What is a promissory note?
Common prototypes of bills of exchanges and promissory notes originated in China. Here, in the 8th century during the reign of the dynasty Tang used special instruments – feiqian – for the safe transfer of money over long distances. Later such document for money transfer used by Arab merchants, who had used the prototypes of bills of exchange – suftadja and hawala – in 10–13th centuries.
Then such prototypes had used by Italian merchants in the 12th century. In Italy in 13–15th centuries bill of exchange and promissory note obtain their main features.
Further phases of its development have been associated with France (16–18th centuries, where the endorsement had appeared) and Germany (19th century, formalization of Exchange Law). In England (and later in the U.S.) Exchange Law was different from continental Europe because of different legal systems.
What is a promissory note in the context of the law of the United States?
In the United States, a promissory note that meets certain conditions is a negotiable instrument regulated by article 3 of the Uniform Commercial Code. Negotiable promissory notes are used extensively in combination with mortgages in the financing of real estate transactions. Promissory notes, or commercial papers, are also issued to provide capital to businesses.
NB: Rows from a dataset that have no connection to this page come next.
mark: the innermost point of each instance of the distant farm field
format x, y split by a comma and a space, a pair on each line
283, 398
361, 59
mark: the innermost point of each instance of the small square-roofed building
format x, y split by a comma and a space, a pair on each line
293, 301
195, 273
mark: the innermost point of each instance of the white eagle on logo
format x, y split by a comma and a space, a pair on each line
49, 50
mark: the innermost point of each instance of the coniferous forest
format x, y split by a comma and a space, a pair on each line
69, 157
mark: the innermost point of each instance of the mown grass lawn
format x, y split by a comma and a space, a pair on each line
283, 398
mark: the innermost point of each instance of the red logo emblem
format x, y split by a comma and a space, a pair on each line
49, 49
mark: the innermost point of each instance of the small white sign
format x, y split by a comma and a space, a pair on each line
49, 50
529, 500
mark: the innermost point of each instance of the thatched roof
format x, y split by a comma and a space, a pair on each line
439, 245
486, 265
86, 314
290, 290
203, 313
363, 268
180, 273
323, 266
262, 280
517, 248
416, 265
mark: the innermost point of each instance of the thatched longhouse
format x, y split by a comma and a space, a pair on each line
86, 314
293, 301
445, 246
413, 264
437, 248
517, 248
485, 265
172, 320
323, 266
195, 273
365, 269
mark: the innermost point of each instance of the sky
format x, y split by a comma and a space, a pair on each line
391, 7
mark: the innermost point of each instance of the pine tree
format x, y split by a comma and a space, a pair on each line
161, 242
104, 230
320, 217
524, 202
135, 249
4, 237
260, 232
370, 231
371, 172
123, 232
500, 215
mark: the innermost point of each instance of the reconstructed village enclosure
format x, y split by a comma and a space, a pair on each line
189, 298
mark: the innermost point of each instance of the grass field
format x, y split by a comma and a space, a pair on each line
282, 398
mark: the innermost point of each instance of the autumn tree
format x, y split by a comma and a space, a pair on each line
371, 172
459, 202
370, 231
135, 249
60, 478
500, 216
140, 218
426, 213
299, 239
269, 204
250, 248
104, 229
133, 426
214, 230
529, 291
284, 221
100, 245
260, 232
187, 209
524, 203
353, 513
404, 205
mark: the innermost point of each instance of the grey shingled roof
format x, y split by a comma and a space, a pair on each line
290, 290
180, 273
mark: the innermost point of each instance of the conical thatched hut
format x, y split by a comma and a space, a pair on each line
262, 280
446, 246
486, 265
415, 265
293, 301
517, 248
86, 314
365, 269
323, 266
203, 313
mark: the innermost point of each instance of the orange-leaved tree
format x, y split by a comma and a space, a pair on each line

However, Promissory Notes act as a source of Finance to the company’s creditors.
The various State law enactments of the Uniform Commercial Code define what is and what is not a promissory note, in section 3-104(d):
“ § 3-104. NEGOTIABLE INSTRUMENT.
(d) A promise or order other than a check is not an instrument if, at the time it is issued or first comes into possession of a holder, it contains a conspicuous statement, however expressed, to the effect that the promise or order is not negotiable or is not an instrument governed by this Article.
Thus, a writing containing such a disclaimer removes such a writing from the definition of negotiable instrument, instead simply memorializing a contract.
Promissory notes differ from IOUs in that they contain a specific promise to pay, rather than simply acknowledging that a debt exists. In common speech, other terms, such as “loan,” “loan agreement,” and “loan contract” may be used interchangeably with “promissory note” but these terms do not have the same legal meaning.